Nelson Mandela fut emprisonné le 5 août 1962. Il avait 44 ans. Quand il franchit les portes de la prison de Victor Verster, libre, le 11 février 1990, il en avait 71. Derrière lui, 27 années de captivité. Devant lui, une nation déchirée par l'apartheid, ce système raciste institutionnalisé qui classifiait les Sud-Africains en « Blancs », « Noirs », « Coloureds » et « Indiens ». Quatre ans après sa libération, Mandela était élu premier président noir de l'Afrique du Sud. Au lieu de la vengeance, il choisit le pardon. Au lieu de la guerre civile, il bâtit la « Nation arc-en-ciel ». Son secret ? Il avait appris, dans sa cellule de Robben Island, que la liberté ne se conquiert pas par la haine, mais par la réconciliation.
Résumé : L'apartheid fut instauré en Afrique du Sud en 1948 par le Parti national blanc. Ce système de ségrégation raciale interdisait les mariages mixtes, confinait les Noirs dans des townships et des bantoustans, et leur refusait tout droit politique. Nelson Mandela, avocat et leader de l'ANC (Congrès National Africain), lutta contre l'apartheid dès les années 1940. Arrêté en 1962, condamné à perpétuité en 1964, il fut libéré en 1990. Il négocia la fin de l'apartheid avec le président Frederik de Klerk. Élu président en 1994, il servit un mandat.
⛓️ Robben Island : L'Université de la Liberté
Pendant 18 de ses 27 années de prison, Mandela vécut à Robben Island, une île-prison glaciale au large du Cap. Sa cellule mesurait 2,4 mètres sur 2,1 mètres. Il dormait à même le sol. Chaque jour, il cassait des pierres dans une carrière de calcaire, la poussière lui abîmant les yeux de façon permanente. Mais c'est là qu'il conquit sa liberté intérieure. Il apprit l'afrikaans, la langue de ses geôliers, pour mieux les comprendre. Il organisa des cours clandestins de droit, de philosophie et de politique pour ses codétenus. La prison devint son université. Ses geôliers, peu à peu, le respectèrent. « L'éducation est l'arme la plus puissante que vous puissiez utiliser pour changer le monde », disait-il.
« En sortant par la porte vers ma liberté, je savais que si je n'avais pas laissé mon amertume et ma haine derrière moi, je serais encore en prison. »
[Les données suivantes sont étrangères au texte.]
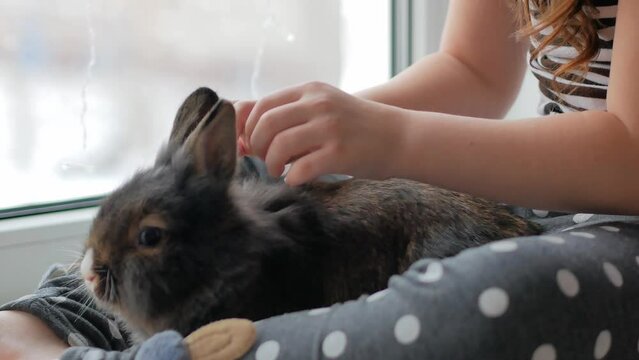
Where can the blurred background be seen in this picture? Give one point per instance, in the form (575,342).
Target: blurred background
(89,88)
🤝 La Réconciliation plutôt que la Vengeance
Devenu président en 1994, Mandela posa des gestes qui stupéfièrent le monde. Il associa au pouvoir Frederik de Klerk, son ancien geôlier, comme vice-président. Il créa la Commission Vérité et Réconciliation, présidée par l'archevêque Desmond Tutu. Les bourreaux qui avouaient leurs crimes étaient amnistiés ; les victimes obtenaient réparation. En 1995, lors de la Coupe du Monde de rugby organisée en Afrique du Sud, Mandela enfila le maillot vert des Springboks — l'équipe symbole de l'apartheid blanc — et remit le trophée au capitaine Francois Pienaar devant un stade multiracial en liesse. Ce geste de réconciliation est entré dans l'histoire.
Invictus : En prison, Mandela se récitait le poème Invictus (« Invaincu ») de William Ernest Henley : « Je suis le maître de mon destin, je suis le capitaine de mon âme. » Ce poème lui donna la force de survivre.
📝 La Fin de l'Apartheid et l'Héritage
Mandela refusa un second mandat. Après 1999, il se consacra à des causes humanitaires. Il mourut le 5 décembre 2013, à 95 ans. Le monde entier pleura « Madiba », son nom de clan. L'apartheid, officiellement aboli entre 1990 et 1994, a laissé des cicatrices profondes dans la société sud-africaine. Les inégalités économiques restent criantes. Mais le legs de Mandela — la réconciliation, la dignité, le pardon — continue d'inspirer toute la planète.